Setup port forwarding:

% VBoxManage modifyvm "VM_NAME_HERE" --natpf1 "console,tcp,,5554,,5554"    
% VBoxManage modifyvm "VM_NAME_HERE" --natpf1 "adb,tcp,,5555,,5555"

so that adb (Android Debug Bridge) can connect to vm:

% adb connect localhost
connected to localhost:5555

At this point we’ve got a fully functional Android VM that we can deploy to from Eclipse. To do that simply use a run configuration with target set to “Always prompt to pick device”.
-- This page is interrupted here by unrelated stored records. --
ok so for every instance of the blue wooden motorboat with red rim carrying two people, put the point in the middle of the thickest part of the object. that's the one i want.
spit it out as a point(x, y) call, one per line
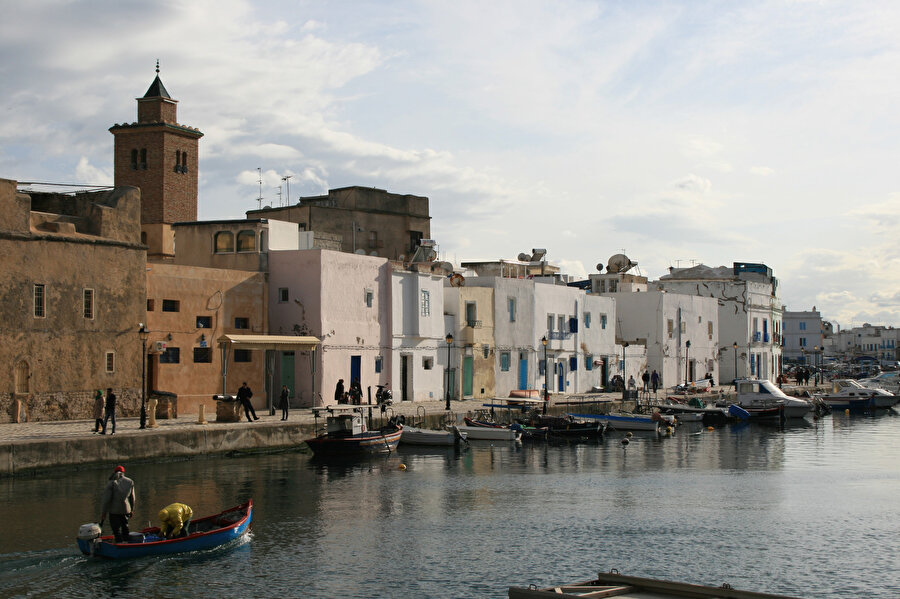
point(205, 533)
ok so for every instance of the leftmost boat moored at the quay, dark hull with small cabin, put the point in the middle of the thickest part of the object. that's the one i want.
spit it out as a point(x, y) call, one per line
point(346, 433)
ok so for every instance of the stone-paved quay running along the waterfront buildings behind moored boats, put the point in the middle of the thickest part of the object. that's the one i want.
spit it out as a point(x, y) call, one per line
point(31, 447)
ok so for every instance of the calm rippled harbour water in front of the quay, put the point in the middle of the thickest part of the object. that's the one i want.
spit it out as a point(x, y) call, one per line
point(810, 511)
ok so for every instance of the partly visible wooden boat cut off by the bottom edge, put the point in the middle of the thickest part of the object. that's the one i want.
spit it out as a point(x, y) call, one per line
point(614, 584)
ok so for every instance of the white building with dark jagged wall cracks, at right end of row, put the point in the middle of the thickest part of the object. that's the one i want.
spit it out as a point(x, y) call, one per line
point(750, 314)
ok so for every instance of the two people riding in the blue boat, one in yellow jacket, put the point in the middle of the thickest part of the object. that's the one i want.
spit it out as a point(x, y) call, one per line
point(118, 504)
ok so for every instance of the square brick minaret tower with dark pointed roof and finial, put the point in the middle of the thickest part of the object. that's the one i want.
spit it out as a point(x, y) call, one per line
point(159, 156)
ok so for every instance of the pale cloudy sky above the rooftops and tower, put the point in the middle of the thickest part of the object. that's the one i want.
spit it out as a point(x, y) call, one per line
point(676, 132)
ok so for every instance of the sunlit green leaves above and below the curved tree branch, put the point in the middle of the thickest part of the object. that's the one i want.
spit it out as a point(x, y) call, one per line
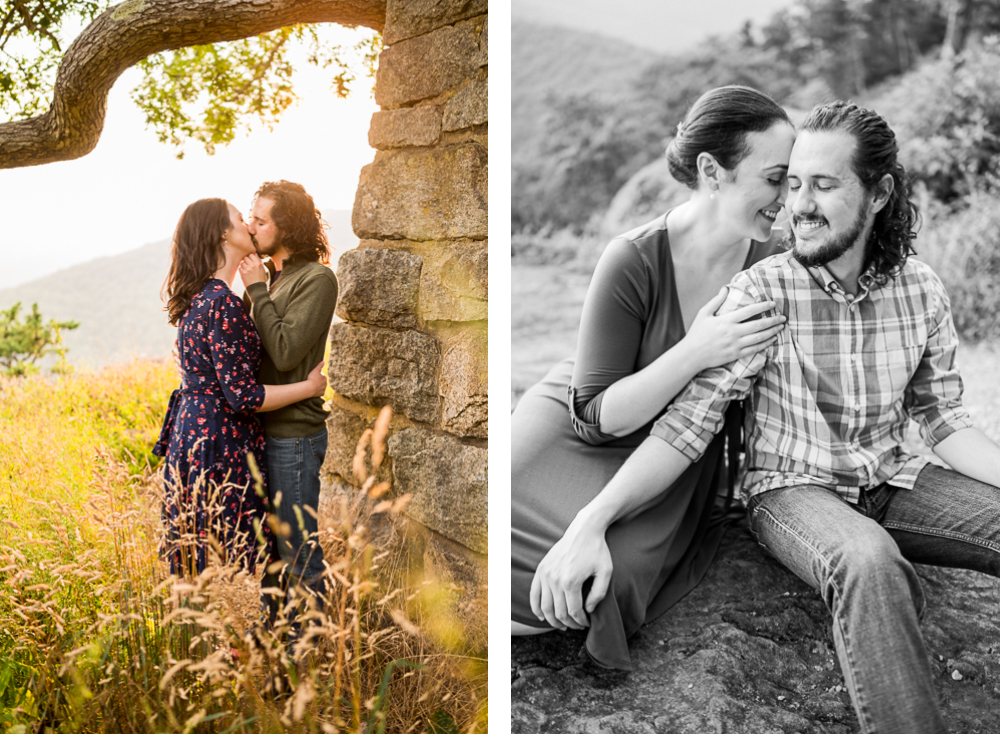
point(205, 93)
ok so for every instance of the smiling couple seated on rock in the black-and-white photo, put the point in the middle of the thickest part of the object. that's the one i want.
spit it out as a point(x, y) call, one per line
point(834, 345)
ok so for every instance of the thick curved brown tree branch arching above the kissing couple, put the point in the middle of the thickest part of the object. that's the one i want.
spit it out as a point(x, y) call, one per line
point(127, 33)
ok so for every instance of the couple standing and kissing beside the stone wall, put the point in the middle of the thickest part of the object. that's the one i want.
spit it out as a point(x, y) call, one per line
point(212, 425)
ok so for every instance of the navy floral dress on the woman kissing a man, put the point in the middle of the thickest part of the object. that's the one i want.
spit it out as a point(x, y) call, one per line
point(210, 503)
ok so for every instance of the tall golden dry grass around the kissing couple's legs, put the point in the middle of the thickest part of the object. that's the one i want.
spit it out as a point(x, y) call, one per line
point(96, 636)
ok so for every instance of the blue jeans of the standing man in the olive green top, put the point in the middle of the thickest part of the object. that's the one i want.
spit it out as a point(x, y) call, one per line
point(293, 485)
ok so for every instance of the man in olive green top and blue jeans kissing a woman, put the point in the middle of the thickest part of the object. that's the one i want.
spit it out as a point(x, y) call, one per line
point(291, 301)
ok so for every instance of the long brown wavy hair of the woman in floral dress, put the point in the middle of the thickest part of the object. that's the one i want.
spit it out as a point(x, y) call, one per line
point(195, 255)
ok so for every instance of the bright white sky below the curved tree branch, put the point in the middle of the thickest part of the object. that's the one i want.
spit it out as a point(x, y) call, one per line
point(131, 189)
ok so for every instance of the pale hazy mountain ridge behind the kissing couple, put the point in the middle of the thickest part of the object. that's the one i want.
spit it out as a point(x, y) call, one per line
point(116, 299)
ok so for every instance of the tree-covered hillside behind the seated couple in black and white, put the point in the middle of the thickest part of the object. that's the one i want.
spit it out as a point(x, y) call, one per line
point(929, 66)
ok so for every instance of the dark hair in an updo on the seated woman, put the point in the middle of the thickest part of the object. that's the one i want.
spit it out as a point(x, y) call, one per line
point(718, 124)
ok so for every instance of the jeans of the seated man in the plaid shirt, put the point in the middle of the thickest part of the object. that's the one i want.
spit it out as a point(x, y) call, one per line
point(858, 558)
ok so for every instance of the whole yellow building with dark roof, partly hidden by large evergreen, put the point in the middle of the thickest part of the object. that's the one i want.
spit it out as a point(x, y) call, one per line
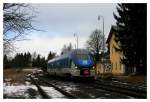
point(118, 68)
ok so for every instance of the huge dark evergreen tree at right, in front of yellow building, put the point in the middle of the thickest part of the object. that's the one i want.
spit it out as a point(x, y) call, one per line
point(131, 21)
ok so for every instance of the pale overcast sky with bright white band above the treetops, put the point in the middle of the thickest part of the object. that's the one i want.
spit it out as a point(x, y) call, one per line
point(61, 21)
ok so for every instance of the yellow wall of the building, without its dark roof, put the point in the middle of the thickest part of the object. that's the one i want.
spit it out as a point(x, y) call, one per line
point(117, 66)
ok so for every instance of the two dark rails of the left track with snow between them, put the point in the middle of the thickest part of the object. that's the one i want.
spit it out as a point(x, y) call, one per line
point(45, 95)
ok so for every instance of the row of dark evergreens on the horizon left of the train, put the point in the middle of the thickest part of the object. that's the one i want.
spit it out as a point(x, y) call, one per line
point(22, 60)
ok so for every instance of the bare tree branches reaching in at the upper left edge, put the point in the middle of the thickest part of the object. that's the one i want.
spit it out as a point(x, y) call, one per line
point(16, 23)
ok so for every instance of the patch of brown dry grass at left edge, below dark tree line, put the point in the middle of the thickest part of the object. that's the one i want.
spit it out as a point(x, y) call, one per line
point(16, 76)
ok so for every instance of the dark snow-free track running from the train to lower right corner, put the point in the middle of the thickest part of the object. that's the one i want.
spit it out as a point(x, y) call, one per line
point(117, 88)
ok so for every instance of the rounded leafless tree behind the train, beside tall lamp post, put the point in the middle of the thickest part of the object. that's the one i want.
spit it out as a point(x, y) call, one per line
point(95, 43)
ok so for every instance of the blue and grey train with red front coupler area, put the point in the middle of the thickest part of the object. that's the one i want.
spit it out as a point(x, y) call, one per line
point(75, 63)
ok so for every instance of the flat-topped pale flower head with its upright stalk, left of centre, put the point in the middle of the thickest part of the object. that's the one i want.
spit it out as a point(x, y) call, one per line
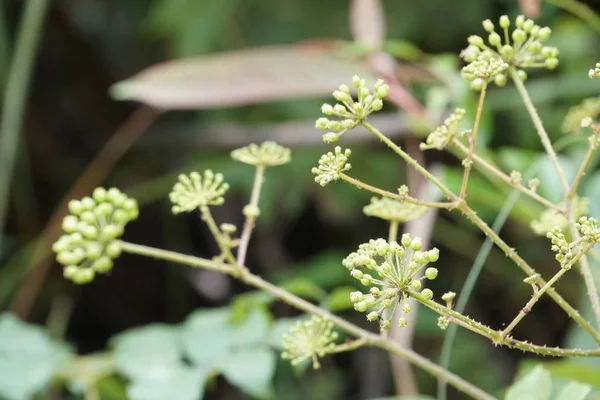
point(268, 154)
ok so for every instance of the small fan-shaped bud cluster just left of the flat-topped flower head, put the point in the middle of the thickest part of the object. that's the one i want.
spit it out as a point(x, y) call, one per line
point(194, 191)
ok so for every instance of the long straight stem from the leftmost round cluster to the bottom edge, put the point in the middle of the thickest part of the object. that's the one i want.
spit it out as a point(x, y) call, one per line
point(369, 338)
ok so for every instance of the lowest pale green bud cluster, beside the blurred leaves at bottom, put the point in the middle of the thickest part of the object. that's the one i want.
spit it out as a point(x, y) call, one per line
point(309, 339)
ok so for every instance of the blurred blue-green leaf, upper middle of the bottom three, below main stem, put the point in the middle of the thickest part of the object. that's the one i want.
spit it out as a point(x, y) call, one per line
point(208, 337)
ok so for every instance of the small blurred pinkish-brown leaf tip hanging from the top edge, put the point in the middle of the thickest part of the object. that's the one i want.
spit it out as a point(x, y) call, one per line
point(367, 22)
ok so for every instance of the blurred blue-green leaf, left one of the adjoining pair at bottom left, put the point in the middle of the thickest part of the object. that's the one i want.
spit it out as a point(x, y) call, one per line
point(151, 352)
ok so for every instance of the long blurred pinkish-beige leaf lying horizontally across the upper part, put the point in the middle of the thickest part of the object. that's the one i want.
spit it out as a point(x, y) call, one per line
point(238, 78)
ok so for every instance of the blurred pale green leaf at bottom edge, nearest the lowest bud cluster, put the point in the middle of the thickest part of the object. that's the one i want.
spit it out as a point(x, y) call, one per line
point(251, 370)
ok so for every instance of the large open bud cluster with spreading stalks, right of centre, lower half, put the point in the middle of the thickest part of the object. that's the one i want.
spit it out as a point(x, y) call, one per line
point(390, 270)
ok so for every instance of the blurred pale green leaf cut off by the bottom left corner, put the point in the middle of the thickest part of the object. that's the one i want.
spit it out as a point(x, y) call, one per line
point(28, 358)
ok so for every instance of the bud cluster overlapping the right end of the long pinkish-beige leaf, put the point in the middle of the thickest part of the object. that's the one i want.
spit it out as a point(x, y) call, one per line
point(349, 112)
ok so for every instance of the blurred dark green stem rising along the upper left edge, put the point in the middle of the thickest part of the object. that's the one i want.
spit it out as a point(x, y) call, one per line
point(15, 95)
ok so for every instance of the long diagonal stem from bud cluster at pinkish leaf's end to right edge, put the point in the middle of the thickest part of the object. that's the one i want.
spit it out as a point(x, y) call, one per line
point(477, 221)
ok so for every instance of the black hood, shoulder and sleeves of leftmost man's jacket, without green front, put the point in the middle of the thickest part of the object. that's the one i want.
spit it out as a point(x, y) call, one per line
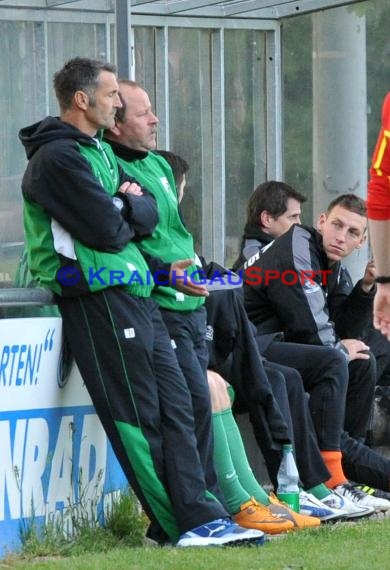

Fix resolution because it is not mobile by default. Here is how to do it (mostly copied from here):

  1. Add custom screen resolution:

     % VBoxManage setextradata "VM_NAME_HERE" "CustomVideoMode1" "480x800x16"
    
  2. Figure out what is the ‘hex’-value for your VideoMode:
    • Start the VM
    • In GRUB menu enter a
    • In the next screen append vga=ask and press Enter
    • Find your resolution and write down/remember the ‘hex’-value for Mode column
  3. Translate the value to decimal notation (for example 360 hex is 864 in decimal).
  4. Go to menu.lst and modify it:
    • From the GRUB menu select Debug Mode
    • vi /mnt/grub/menu.lst to add vga=864 (if your ‘hex’-value is 360) to the end of kernel boot parameters. Depending on what device you want to emulate (and probably current state of Android-x86 project) you might also want to change DPI (e.g. add/change DPI=240).
  5. reboot -f


Finally, to enable proper mouse support, in VM settings (System tab) uncheck “Enable absolute pointing device”.


That is it. Fast emulator, comparable to that of iOS. If only Google had something like that in their sdk. But hey, that would mean what, no yak shaving? Unacceptable.